今回は、農地の土壌の劣化に絞って述べていきたいと思います。
昔と比べ、現在では化学肥料や農薬の普及により、作物の収穫量は大幅に増加していますが、その一方で土壌は徐々に病んできています。
代表的な例が、連作障害です。
そもそも連作障害とは、同一の作物を同一場所で連作すると、作物の出来が悪くなることです。
前にも少し書きましたが、原因は色々と上げられています。
1) 植物の出す有害物質が、蓄積されてくること
2) 植物の利用する肥料成分と投入する肥料成分が、微妙に異なるため、成分バランスがくずれてくること
3) 有害生物が増えること
等です。
水田では、水を溜めることにより有害生物の繁殖が抑えられたり有害化学物質が洗い流されたりするので、連作障害は起きにくいのですが、畑作では大きな問題となります。
従って、昔はこのような連作障害が起こらないように、輪作して土壌の健康を保っていました。
ダイズや麦、雑穀等が、主要な輪作作物として、土の保全機能を担っていました。
しかし、これらは安価なため、次第に経済的に成り立ちにくくなり、代わりに野菜類の作付け比率が高まってきました。
一方、農薬を初めとする様々な連作障害の防止技術が発達してきて、連作が主流となりました。
ですが、こうした防除技術を行っているにもかかわらず、最近では連作障害が色々な産地で発生し、問題となっています。
この原因としては、上記にあげたうちの、特に有害生物の増大が全体の多くの割合を占めています。
さらには、最近では過度な連作をしないでも連作障害が表れてきています。
このような連作障害と間接的に結びついている可能性があるものとして、過度な耕耘や化学肥料、農薬の多投が挙げられます。
過度な耕耘により、土壌中の有機物の分解が早まったり、耕盤が出来たりして、かえって土が堅くなります。

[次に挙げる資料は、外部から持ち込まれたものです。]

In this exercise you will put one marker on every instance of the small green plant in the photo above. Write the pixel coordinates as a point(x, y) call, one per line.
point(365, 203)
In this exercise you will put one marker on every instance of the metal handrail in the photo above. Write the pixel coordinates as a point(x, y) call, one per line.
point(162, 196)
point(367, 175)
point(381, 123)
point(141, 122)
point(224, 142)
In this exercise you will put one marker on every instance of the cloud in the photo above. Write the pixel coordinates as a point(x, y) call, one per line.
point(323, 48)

その結果、植物が生長する際に根が張りにくくなります。
これにより、養分や水分が吸収しにくくなり、生育が不良となります。
また、これだけでなく、根のストレスにより植物が地上部の成長を抑制するようにシグナルも出すと言われています。
それで、結果として葉や茎が小さくなるそうで、これをBonsai(盆栽)効果というそうです。
化学肥料や農薬の多投も問題です。
肥料は水溶液の形で根に取り込まれますが、一部分が取り込まれず残留するものもあります。

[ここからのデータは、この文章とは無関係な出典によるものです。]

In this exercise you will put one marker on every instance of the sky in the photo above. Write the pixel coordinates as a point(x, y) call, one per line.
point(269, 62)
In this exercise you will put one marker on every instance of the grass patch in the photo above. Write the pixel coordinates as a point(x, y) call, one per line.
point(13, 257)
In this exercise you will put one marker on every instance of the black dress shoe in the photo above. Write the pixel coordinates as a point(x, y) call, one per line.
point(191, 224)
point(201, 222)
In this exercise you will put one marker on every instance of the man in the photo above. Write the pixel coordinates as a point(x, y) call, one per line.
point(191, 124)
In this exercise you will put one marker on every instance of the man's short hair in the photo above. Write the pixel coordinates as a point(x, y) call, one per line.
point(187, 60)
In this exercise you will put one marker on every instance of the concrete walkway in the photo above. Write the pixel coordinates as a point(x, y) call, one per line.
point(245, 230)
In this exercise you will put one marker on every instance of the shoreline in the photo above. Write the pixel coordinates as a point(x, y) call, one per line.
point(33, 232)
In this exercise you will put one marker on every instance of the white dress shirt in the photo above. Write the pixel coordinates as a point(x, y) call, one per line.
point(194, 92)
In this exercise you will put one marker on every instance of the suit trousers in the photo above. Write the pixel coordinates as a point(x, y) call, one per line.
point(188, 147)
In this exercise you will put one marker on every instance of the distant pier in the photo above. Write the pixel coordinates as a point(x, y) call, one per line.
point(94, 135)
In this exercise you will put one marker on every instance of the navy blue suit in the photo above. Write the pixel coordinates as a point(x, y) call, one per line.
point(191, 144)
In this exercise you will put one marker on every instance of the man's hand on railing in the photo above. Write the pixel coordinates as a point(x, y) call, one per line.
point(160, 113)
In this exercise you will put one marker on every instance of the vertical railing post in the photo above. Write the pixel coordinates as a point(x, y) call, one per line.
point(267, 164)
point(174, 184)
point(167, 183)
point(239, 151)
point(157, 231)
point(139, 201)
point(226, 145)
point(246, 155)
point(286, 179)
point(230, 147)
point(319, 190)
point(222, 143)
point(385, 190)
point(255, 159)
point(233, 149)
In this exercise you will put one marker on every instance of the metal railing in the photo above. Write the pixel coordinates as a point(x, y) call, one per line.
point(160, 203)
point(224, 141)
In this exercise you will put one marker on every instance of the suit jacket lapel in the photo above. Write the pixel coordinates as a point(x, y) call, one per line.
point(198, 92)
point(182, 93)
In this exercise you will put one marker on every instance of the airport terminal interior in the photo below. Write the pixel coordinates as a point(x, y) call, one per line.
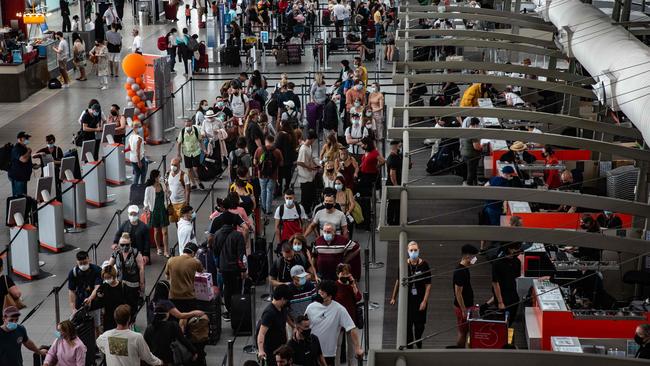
point(311, 182)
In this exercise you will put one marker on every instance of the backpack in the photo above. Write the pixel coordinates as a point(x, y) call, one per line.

代表例が硫安で、これは水に溶けるとアンモニウムイオンと硫酸イオンに別れます。
アンモニウムイオンは植物に取り込まれますが、硫酸イオンは土壌中に残留します。
(いずれは雨水とともに流されるか、土壌中の別のイオンと結びついて固定されます)
このような蓄積されたイオンが増えてくると、浸透圧の原理で植物が水分を取り込みにくくなったり、このようなイオンそのものが植物の毒となります。
これらの問題に対処するために、農薬使用量は年々増えてきていますが、それにもかかわらず、病害虫の発生頻度はじりじりと増えてきています。
以前のような健康な土壌に戻す必要は高いものの、即効的な方法はなく、その間の減収がまた問題となり、現在の農法を変えるのはなかなか難しいようです。
参考にした本
巽二郎 地球環境と作物 博友社
全国農業共同組合連合会、中央会編
これからの環境保全型農業 家の光協会
平成8年版なので、やや古い情報です。